Bilateral sagittal split osteotomy, incidence, management, neuropathic pain, risk factor
Neuropathic pain is a complex, chronic pain state caused by a lesion of the somatosensory nervous system. It usually results from tissue injury and excludes pain from a condition preceding surgery. Neuropathic pain can arise from damage to the nerve pathways at any point from the terminals of the peripheral nociceptors to the cortical neurons in the brain. In this type of pain, nerve fibers may be damaged, dysfunctional, or injured, resulting in a change in nerve function at both the site of injury and adjacent tissue. These damaged nerve fibers in turn send incorrect signals to other pain centers.
Neuropathic pain is characterized by spontaneous and provoked pain mostly of a burning character, by positive symptoms such as paresthesias and dysesthesias, and by negative signs (sensory deficits) reflecting neural damage. Sensory disturbances in the area of surgery show a strikingly strong association with persistent postsurgical pain, suggesting nerve damage as a contributing factor in a significant portion of cases.[2,3] Many investigations have confirmed the relevance of surgery as the initiating event for the development of persistent pain, even after a minor operation, such as tooth extraction.

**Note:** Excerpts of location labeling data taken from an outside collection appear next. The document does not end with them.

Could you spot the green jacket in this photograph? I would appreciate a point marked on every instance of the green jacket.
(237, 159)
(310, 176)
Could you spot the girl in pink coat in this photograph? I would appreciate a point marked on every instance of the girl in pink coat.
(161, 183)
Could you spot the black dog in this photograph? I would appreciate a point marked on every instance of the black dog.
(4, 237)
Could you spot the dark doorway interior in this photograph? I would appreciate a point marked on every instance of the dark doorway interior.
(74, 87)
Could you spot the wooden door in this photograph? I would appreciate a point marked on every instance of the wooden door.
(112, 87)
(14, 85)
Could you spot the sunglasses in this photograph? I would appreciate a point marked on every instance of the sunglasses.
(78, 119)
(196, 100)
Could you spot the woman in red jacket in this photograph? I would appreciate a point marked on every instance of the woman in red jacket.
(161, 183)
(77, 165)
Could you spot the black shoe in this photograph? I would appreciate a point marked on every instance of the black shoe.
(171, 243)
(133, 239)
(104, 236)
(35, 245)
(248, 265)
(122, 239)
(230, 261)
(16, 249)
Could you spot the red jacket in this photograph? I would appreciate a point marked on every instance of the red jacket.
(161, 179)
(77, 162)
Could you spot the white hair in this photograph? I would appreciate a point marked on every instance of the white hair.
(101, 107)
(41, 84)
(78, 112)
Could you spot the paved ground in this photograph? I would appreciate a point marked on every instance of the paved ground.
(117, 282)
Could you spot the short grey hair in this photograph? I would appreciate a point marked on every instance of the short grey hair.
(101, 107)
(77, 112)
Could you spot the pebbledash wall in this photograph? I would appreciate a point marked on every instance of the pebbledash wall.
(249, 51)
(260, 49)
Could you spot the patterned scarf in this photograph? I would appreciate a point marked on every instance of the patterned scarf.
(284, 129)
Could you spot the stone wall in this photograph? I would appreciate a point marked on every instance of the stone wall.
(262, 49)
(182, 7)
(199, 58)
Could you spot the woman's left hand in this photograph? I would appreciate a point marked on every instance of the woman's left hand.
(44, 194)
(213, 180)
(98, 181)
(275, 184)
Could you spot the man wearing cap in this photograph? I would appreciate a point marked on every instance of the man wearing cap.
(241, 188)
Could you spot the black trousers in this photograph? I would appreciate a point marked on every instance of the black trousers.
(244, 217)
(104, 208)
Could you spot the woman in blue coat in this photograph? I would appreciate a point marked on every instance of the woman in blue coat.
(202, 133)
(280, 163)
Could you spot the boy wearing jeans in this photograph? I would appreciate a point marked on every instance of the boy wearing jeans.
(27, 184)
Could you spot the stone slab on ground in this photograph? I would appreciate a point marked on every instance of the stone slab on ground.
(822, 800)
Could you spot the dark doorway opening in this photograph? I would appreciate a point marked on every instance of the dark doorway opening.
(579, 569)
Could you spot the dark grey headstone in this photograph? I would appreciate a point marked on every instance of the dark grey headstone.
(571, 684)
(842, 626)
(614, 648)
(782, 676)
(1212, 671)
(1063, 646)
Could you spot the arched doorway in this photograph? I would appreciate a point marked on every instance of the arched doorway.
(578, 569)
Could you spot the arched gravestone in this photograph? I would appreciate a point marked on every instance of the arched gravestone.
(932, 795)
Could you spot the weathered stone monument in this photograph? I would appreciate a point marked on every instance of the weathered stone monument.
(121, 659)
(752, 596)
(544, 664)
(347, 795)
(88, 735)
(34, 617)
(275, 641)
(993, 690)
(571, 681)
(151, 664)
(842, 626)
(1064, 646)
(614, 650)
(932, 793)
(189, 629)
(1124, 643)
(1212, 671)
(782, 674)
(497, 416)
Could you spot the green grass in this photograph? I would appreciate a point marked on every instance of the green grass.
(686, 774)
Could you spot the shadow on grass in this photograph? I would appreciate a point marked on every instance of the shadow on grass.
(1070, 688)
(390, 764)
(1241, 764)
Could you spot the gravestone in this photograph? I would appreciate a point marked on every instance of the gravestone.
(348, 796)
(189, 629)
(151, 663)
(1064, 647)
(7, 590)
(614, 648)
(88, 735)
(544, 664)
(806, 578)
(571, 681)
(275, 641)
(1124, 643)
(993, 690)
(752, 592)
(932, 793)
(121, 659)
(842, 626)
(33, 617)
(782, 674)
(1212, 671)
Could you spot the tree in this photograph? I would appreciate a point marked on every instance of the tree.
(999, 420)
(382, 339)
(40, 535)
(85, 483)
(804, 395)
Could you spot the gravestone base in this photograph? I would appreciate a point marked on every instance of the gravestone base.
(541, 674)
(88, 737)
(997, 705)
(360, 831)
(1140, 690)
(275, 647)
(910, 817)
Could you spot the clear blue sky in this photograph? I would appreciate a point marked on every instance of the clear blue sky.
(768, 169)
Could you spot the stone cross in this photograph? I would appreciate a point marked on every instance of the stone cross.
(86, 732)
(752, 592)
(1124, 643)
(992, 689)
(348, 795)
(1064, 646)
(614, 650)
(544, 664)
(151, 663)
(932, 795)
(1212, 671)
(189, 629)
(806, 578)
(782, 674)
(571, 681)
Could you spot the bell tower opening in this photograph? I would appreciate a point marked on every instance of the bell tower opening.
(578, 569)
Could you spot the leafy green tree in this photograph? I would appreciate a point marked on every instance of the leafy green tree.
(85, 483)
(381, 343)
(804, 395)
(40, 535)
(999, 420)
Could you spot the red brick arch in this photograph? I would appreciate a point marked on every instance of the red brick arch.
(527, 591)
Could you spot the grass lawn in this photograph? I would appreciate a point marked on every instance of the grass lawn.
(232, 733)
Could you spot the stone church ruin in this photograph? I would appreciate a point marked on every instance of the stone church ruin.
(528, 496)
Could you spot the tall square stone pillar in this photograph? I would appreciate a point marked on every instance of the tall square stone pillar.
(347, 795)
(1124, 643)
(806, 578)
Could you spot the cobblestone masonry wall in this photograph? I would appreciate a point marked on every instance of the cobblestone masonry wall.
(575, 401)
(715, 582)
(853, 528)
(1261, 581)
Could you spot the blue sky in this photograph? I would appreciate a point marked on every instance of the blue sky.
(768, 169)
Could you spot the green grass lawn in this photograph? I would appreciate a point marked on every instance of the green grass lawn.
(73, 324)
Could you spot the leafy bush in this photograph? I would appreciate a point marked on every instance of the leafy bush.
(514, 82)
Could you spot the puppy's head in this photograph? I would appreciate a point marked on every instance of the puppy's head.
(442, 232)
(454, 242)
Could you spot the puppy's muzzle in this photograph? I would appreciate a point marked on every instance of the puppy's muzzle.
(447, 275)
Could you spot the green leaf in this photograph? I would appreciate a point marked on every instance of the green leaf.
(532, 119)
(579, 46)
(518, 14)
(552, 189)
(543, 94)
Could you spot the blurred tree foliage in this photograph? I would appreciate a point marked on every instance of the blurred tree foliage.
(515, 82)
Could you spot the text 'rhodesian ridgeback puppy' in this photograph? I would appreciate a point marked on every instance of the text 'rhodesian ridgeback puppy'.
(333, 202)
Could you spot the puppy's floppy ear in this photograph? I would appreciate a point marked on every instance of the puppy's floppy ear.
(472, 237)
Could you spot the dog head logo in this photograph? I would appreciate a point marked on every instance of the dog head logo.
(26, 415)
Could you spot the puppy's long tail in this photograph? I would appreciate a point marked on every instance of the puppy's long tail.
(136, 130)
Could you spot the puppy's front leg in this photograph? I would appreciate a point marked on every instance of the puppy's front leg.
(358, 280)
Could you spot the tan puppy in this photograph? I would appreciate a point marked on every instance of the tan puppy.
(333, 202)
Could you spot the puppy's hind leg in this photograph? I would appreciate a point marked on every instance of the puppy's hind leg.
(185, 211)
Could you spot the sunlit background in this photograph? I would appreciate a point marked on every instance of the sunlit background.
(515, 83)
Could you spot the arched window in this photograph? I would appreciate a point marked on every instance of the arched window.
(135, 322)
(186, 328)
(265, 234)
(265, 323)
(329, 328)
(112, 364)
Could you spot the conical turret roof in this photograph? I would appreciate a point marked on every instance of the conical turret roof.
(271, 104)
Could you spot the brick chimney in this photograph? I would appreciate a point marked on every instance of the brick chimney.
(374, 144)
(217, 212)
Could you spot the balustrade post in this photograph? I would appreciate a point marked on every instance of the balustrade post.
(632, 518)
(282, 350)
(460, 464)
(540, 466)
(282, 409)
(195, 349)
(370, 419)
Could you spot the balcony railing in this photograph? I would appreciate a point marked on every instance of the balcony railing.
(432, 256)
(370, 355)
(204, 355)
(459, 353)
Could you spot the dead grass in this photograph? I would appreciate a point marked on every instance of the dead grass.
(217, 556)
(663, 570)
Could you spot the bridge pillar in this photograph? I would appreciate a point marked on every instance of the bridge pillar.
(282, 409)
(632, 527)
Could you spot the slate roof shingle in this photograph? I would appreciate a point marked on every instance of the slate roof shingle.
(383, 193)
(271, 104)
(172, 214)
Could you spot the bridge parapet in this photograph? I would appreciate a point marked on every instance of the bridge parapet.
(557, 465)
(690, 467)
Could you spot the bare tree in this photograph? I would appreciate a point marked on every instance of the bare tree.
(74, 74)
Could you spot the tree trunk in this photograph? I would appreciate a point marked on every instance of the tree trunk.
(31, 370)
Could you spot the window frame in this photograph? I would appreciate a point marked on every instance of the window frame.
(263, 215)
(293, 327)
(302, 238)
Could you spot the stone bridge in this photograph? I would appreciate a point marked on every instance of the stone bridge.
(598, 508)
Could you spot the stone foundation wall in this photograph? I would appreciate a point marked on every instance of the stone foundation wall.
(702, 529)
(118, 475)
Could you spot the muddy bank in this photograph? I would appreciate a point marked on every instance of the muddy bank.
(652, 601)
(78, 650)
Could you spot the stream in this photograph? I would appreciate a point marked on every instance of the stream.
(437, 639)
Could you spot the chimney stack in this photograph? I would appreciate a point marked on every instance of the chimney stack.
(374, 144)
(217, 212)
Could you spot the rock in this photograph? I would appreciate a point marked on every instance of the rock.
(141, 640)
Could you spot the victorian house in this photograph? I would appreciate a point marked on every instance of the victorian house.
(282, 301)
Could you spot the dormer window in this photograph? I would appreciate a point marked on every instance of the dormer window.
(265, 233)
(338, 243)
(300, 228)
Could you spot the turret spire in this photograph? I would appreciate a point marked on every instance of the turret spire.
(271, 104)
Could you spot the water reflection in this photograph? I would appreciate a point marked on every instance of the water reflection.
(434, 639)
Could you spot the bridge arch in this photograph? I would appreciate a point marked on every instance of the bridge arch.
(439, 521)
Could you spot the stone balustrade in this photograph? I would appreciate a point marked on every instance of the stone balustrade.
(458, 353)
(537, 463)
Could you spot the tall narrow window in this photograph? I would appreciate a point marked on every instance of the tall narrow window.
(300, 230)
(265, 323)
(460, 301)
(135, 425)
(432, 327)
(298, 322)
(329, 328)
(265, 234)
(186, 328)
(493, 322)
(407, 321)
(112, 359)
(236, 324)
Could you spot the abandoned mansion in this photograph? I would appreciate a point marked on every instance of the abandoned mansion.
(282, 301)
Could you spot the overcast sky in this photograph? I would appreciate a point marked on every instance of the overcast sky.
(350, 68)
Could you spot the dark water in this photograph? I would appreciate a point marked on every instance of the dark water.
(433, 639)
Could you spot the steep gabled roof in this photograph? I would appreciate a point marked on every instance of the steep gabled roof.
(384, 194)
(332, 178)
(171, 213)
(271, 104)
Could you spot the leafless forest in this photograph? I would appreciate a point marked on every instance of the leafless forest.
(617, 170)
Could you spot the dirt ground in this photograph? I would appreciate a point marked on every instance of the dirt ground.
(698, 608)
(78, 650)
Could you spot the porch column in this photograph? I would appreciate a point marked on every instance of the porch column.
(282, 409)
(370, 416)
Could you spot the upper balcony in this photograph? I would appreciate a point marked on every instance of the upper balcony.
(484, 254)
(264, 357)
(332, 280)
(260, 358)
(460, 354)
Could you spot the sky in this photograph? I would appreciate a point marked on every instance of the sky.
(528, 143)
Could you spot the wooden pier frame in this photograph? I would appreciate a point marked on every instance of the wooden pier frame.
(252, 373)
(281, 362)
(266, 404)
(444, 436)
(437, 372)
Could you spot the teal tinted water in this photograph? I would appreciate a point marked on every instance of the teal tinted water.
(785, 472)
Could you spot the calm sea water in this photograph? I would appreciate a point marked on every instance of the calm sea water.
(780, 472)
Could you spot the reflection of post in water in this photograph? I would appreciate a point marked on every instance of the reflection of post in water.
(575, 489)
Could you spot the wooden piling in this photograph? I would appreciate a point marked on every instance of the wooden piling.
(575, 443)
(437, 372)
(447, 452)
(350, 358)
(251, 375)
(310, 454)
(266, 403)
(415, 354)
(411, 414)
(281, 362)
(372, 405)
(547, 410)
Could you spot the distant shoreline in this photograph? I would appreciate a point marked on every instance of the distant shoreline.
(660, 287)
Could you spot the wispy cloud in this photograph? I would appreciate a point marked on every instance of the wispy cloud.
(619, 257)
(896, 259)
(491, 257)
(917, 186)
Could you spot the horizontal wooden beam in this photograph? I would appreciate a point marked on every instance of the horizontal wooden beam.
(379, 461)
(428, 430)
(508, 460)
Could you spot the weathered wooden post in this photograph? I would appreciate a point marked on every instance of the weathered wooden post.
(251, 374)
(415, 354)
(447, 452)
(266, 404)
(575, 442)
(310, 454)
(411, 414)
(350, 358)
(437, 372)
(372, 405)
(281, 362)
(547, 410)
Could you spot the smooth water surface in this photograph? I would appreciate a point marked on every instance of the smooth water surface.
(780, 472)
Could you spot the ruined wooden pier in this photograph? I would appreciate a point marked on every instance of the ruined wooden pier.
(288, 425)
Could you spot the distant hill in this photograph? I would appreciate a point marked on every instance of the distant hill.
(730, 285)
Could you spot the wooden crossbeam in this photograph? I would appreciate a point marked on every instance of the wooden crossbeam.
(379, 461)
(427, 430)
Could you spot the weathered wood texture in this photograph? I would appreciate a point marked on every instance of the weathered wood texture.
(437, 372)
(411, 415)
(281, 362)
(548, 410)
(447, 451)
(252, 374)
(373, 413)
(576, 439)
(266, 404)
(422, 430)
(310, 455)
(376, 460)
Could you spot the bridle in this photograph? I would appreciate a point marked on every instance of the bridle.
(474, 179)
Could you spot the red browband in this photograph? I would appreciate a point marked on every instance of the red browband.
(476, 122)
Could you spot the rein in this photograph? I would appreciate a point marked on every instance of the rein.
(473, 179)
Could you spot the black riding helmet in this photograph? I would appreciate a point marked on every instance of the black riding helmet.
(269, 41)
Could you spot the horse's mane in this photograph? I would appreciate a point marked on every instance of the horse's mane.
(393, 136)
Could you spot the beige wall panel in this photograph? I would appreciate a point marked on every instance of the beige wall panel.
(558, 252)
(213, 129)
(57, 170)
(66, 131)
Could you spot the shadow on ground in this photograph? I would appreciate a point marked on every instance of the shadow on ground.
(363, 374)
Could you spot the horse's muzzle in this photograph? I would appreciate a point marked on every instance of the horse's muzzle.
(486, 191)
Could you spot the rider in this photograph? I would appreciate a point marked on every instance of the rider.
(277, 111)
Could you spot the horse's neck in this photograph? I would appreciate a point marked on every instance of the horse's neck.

Bilateral sagittal split osteotomy (BSSO) is a common procedure used to treat mandibular deformity. Because mandibular osteotomies are performed in close proximity to the neurovascular bundle in the mandibular canal, there is a high risk of injury to the inferior alveolar nerve (IAN).[4-6] IAN injury during surgery largely results from manipulation of the nerve, its vascular supply, or structures surrounding the nerve during surgery.[7-9] The placement of semi-rigid fixation plates and screws may also cause nerve damage either directly or via compression of the nerve between bony segments after screw fixation.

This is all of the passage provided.